Team’s prediction task compares GPT-4o with classic machine learning

Home Health Connectz Team’s prediction task compares GPT-4o with classic machine learning
Team’s prediction task compares GPT-4o with classic machine learning

A team examined explanations generated by a large language model (LLM) for its performance of a clinical prediction task. They had found that, after fine-tuning, the LLM, GPT-4o from San Francisco-based OpenAI, performed comparably to four more traditional types of machine learning (ML) for predicting which patients would discontinue their home cancer medications before planned treatment completion.

From the Department of Biomedical Informatics, research fellow Congning Ni, PhD, Associate Professor Zhijun Yin, PhD, and colleagues reported their findings in the e-book series “Studies in Health Technology and Informatics.” The team used electronic health records and pharmacy surveys from 2,364 cancer patients.

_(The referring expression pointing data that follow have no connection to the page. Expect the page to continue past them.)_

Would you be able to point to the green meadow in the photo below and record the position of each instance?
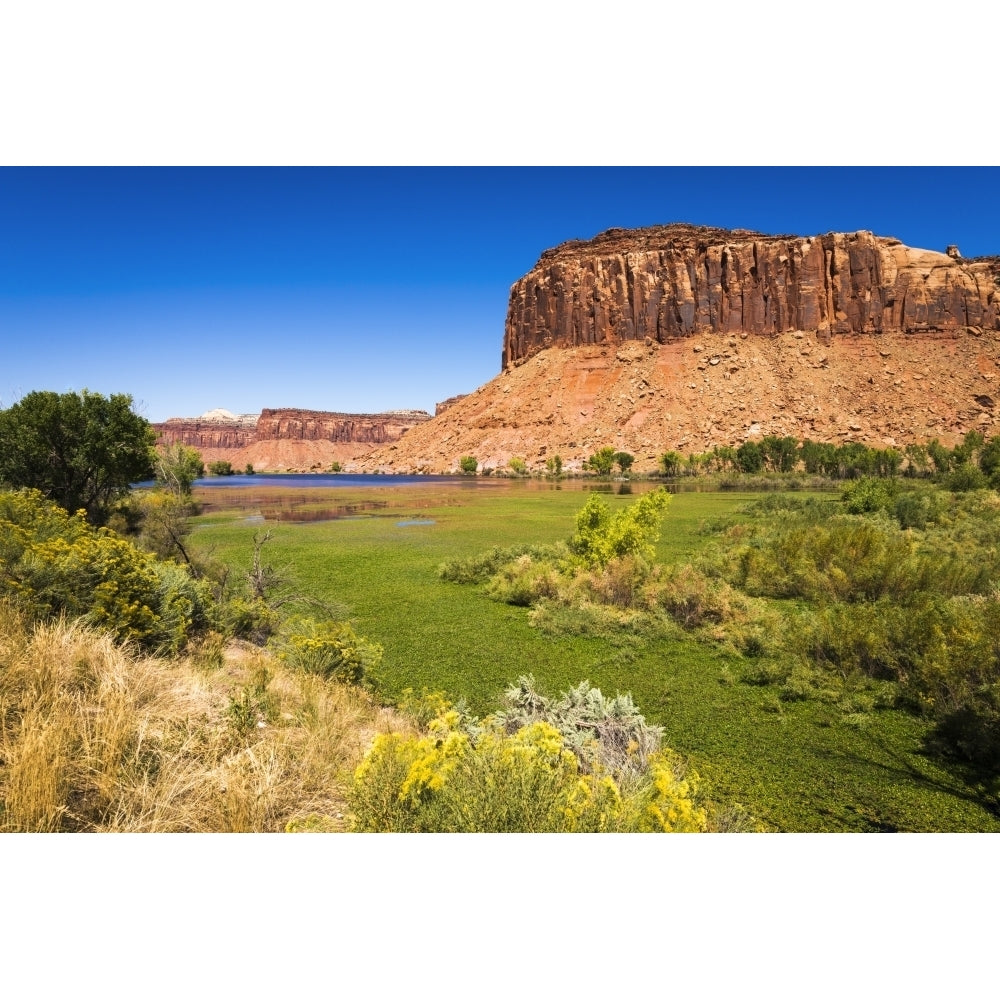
(793, 765)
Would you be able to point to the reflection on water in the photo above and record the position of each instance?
(286, 512)
(299, 498)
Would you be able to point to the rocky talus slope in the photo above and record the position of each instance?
(683, 337)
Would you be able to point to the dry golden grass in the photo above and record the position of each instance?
(95, 738)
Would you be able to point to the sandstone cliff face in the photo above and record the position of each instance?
(208, 434)
(666, 283)
(713, 389)
(286, 439)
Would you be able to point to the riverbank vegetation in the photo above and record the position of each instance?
(706, 656)
(813, 661)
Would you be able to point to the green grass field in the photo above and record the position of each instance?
(794, 765)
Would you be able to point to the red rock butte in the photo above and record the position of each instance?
(685, 337)
(669, 282)
(287, 439)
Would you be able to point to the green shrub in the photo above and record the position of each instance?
(480, 568)
(330, 649)
(965, 477)
(524, 581)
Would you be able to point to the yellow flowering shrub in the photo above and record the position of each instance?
(330, 649)
(484, 780)
(52, 562)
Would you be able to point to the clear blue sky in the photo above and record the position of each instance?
(361, 289)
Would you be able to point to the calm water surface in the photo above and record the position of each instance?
(307, 497)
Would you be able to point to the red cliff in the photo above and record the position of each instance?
(671, 282)
(286, 439)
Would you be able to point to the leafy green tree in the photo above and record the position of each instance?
(781, 453)
(724, 456)
(670, 462)
(81, 450)
(601, 536)
(750, 457)
(916, 460)
(177, 466)
(940, 456)
(989, 459)
(624, 461)
(602, 462)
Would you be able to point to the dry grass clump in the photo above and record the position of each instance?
(96, 738)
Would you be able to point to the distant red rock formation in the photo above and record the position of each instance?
(287, 438)
(670, 282)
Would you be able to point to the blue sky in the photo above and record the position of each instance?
(363, 289)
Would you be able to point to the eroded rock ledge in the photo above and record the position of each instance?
(665, 283)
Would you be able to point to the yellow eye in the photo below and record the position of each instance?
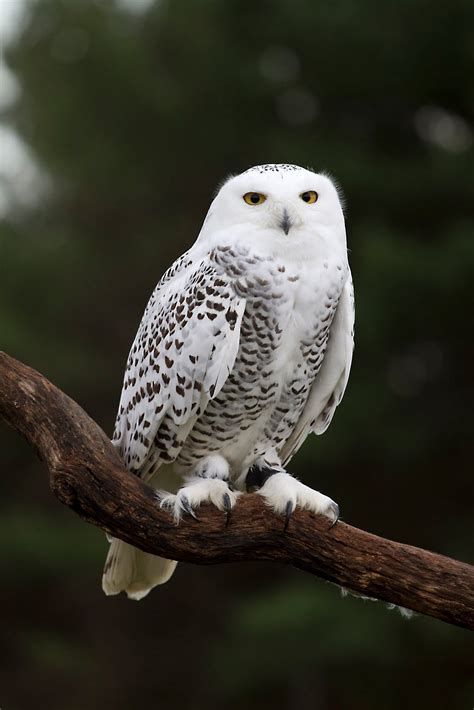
(309, 197)
(254, 198)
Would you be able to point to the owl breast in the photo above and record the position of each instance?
(283, 339)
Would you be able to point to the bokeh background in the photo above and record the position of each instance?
(118, 119)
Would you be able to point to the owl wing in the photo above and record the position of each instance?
(329, 386)
(183, 352)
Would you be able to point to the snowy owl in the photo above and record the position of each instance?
(244, 349)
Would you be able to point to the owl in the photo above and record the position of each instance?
(244, 349)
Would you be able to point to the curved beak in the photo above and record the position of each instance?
(286, 221)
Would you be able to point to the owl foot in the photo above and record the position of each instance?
(198, 491)
(283, 493)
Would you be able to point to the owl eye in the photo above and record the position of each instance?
(309, 197)
(254, 198)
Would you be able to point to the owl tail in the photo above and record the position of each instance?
(133, 571)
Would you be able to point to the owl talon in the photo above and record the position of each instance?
(187, 507)
(334, 509)
(290, 506)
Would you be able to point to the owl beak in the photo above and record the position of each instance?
(286, 221)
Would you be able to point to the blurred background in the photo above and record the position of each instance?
(118, 120)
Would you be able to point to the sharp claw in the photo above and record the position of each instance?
(288, 513)
(227, 507)
(335, 509)
(187, 507)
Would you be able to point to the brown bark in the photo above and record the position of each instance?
(87, 475)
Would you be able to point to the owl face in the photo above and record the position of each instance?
(286, 199)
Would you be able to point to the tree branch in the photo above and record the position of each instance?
(87, 475)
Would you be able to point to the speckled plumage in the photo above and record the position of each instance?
(244, 349)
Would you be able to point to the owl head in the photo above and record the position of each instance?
(286, 200)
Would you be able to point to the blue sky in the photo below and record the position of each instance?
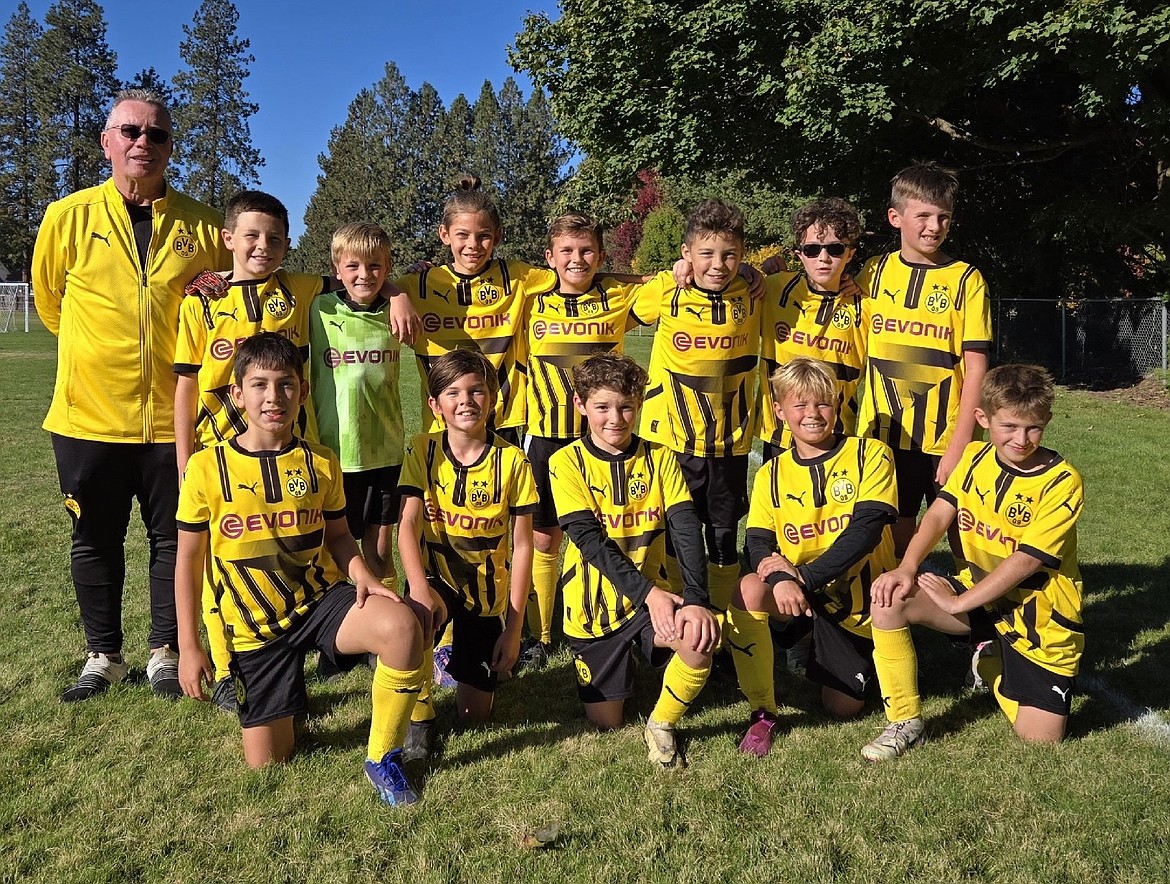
(312, 57)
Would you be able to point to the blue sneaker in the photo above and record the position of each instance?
(441, 677)
(390, 780)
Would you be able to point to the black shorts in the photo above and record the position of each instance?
(269, 681)
(605, 667)
(1030, 684)
(915, 475)
(539, 449)
(371, 498)
(473, 642)
(839, 658)
(718, 487)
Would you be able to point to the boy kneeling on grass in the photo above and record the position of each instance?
(266, 505)
(617, 496)
(1018, 589)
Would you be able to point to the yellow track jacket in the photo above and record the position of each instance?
(117, 320)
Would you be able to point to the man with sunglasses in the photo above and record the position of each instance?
(109, 268)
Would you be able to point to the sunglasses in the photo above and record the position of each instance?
(132, 133)
(813, 249)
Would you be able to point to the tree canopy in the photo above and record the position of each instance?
(1055, 116)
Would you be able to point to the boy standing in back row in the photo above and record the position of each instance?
(928, 342)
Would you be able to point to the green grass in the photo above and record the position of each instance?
(128, 788)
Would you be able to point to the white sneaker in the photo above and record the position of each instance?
(101, 670)
(163, 672)
(896, 739)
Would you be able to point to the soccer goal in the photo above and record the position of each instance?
(14, 299)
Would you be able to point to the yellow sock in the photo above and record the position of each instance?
(897, 672)
(543, 599)
(721, 584)
(750, 641)
(217, 641)
(424, 708)
(393, 695)
(1011, 708)
(680, 686)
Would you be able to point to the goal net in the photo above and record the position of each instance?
(13, 306)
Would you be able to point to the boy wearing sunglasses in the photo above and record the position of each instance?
(929, 337)
(810, 312)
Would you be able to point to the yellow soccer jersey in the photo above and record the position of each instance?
(631, 495)
(482, 312)
(210, 331)
(562, 331)
(701, 392)
(922, 318)
(266, 516)
(467, 515)
(1000, 511)
(798, 322)
(807, 504)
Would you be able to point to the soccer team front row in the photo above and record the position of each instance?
(652, 517)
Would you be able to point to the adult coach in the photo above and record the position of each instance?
(108, 273)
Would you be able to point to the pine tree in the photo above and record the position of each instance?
(75, 69)
(213, 143)
(25, 187)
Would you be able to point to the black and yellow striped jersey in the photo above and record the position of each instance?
(467, 512)
(1002, 511)
(828, 327)
(482, 312)
(921, 319)
(210, 331)
(701, 395)
(631, 495)
(562, 331)
(807, 504)
(265, 513)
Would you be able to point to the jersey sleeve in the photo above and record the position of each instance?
(522, 497)
(977, 315)
(413, 480)
(1047, 534)
(648, 299)
(193, 512)
(192, 342)
(878, 483)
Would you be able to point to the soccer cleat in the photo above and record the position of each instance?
(975, 683)
(390, 780)
(101, 670)
(442, 657)
(758, 739)
(663, 746)
(224, 696)
(163, 672)
(534, 654)
(895, 740)
(418, 743)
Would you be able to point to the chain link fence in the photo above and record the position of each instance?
(1120, 337)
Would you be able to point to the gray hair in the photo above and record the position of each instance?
(149, 96)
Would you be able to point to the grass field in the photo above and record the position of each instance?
(129, 788)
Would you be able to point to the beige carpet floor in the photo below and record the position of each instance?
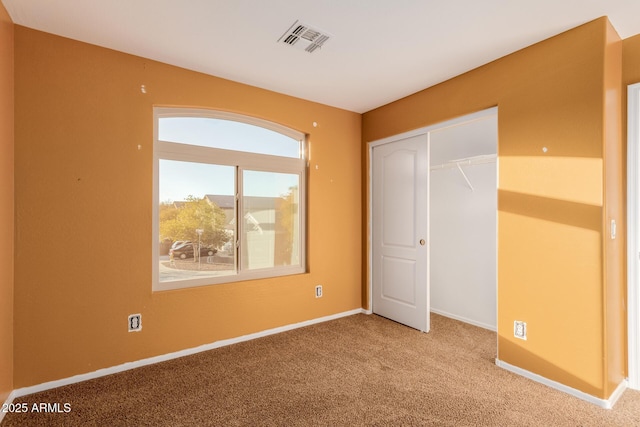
(359, 370)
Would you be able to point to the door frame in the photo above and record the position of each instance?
(633, 235)
(370, 145)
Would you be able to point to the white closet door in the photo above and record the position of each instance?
(400, 255)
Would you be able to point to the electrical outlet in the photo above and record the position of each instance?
(135, 322)
(520, 329)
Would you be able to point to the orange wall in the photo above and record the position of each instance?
(631, 60)
(6, 204)
(551, 212)
(83, 212)
(615, 266)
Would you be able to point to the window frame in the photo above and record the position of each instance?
(163, 150)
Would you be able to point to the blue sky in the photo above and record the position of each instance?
(181, 179)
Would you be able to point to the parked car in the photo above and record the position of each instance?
(185, 249)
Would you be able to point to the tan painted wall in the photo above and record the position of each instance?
(615, 266)
(83, 212)
(551, 215)
(631, 60)
(6, 204)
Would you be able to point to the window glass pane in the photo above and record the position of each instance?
(271, 220)
(228, 135)
(196, 220)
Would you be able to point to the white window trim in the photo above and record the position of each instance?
(250, 161)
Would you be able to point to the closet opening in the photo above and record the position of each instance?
(433, 210)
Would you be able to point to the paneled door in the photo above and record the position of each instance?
(400, 231)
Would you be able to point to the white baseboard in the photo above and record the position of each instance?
(9, 400)
(464, 319)
(603, 403)
(169, 356)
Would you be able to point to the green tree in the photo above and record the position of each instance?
(181, 222)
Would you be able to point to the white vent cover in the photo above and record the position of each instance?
(302, 36)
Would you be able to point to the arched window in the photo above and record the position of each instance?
(229, 198)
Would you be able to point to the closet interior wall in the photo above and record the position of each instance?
(463, 221)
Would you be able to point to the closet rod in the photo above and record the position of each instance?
(486, 158)
(476, 160)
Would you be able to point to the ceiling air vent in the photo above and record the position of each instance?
(303, 37)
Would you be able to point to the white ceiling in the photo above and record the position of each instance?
(380, 50)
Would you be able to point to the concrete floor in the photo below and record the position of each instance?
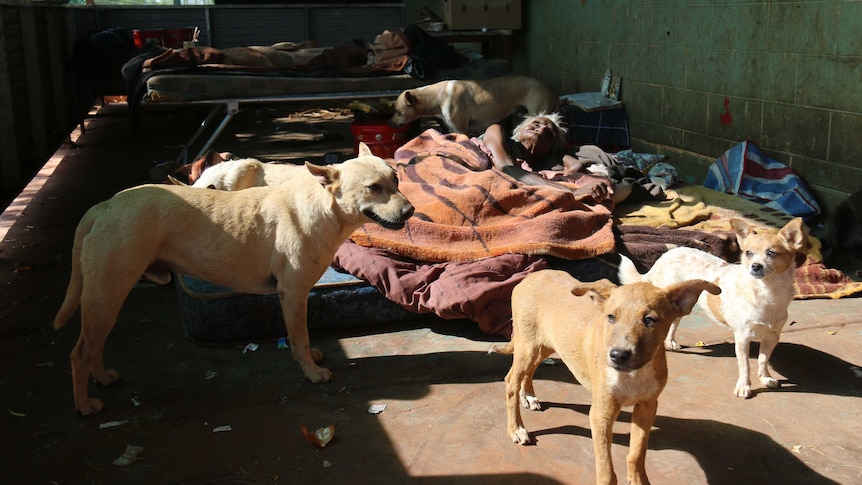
(444, 419)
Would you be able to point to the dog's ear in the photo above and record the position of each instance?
(364, 151)
(598, 291)
(176, 181)
(741, 229)
(410, 98)
(684, 295)
(794, 235)
(326, 175)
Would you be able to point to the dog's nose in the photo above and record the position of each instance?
(620, 357)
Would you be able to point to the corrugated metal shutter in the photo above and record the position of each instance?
(335, 25)
(262, 26)
(230, 26)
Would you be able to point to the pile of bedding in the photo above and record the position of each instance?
(477, 233)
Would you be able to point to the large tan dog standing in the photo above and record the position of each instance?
(472, 106)
(263, 240)
(756, 293)
(610, 338)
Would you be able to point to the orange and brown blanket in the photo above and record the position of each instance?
(464, 211)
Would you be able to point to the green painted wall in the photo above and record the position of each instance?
(790, 72)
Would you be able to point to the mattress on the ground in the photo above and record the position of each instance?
(212, 85)
(216, 314)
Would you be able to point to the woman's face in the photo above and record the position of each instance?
(538, 136)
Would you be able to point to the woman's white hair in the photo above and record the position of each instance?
(555, 118)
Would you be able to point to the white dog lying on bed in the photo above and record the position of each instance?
(243, 173)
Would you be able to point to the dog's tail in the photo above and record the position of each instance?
(506, 349)
(628, 272)
(76, 280)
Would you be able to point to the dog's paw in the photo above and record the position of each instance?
(109, 377)
(318, 375)
(520, 436)
(672, 345)
(92, 406)
(770, 382)
(316, 355)
(532, 403)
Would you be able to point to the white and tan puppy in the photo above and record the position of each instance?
(243, 173)
(755, 293)
(262, 240)
(610, 338)
(472, 106)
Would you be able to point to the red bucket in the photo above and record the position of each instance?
(381, 138)
(144, 37)
(174, 38)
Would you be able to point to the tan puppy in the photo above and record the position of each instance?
(610, 338)
(755, 294)
(263, 240)
(472, 106)
(243, 173)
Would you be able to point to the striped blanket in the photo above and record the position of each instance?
(746, 171)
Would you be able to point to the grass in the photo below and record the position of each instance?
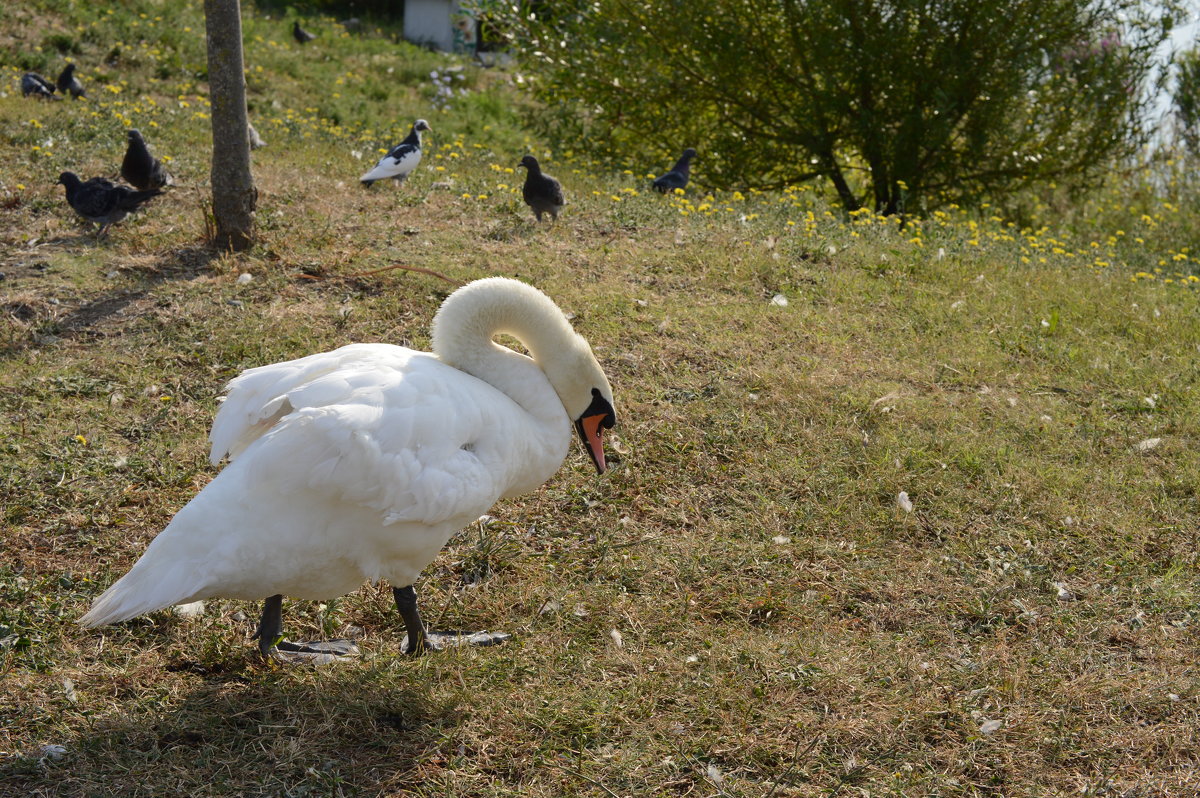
(781, 627)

The LLM achieved an F1 score of 87%, while the closest ML model scored 83%. For interpreting the latter model, the team used SHAP, or Shapley additive explanations, a widely used method for exploring (among other things) the internal structure of ML models, revealing how features are weighed. For interpreting the much larger GPT-4o, they asked the LLM to explain its reasoning for individual predictions; to derive feature-importance scores from this output, they used a new method they call mimic-SHAP.

The two models were found to agree on top features — body mass index and age. For secondary features, the LLM was found to lean more on patients’ prior conditions, the ML model on drug exposures and health care procedures.

Many cancer patients discontinue medications taken at home early, for reasons ranging from side effects and lack of response to nonmedical issues such as costs. Predicting early discontinuation could aid efforts to improve treatment adherence.

Others on the study from Vanderbilt include Qingyuan Song, Qingxia Chen, PhD, Lijun Song, PhD, S. Trent Rosenbloom, MD, MPH, Autumn Zuckerman, PharmD, Bridget Lynch, PharmD, MS, and Bradley Malin, PhD. They were joined by Jeremy Warner, MD, MS, of Brown University. The study was supported by National Institutes of Health award R37CA237452.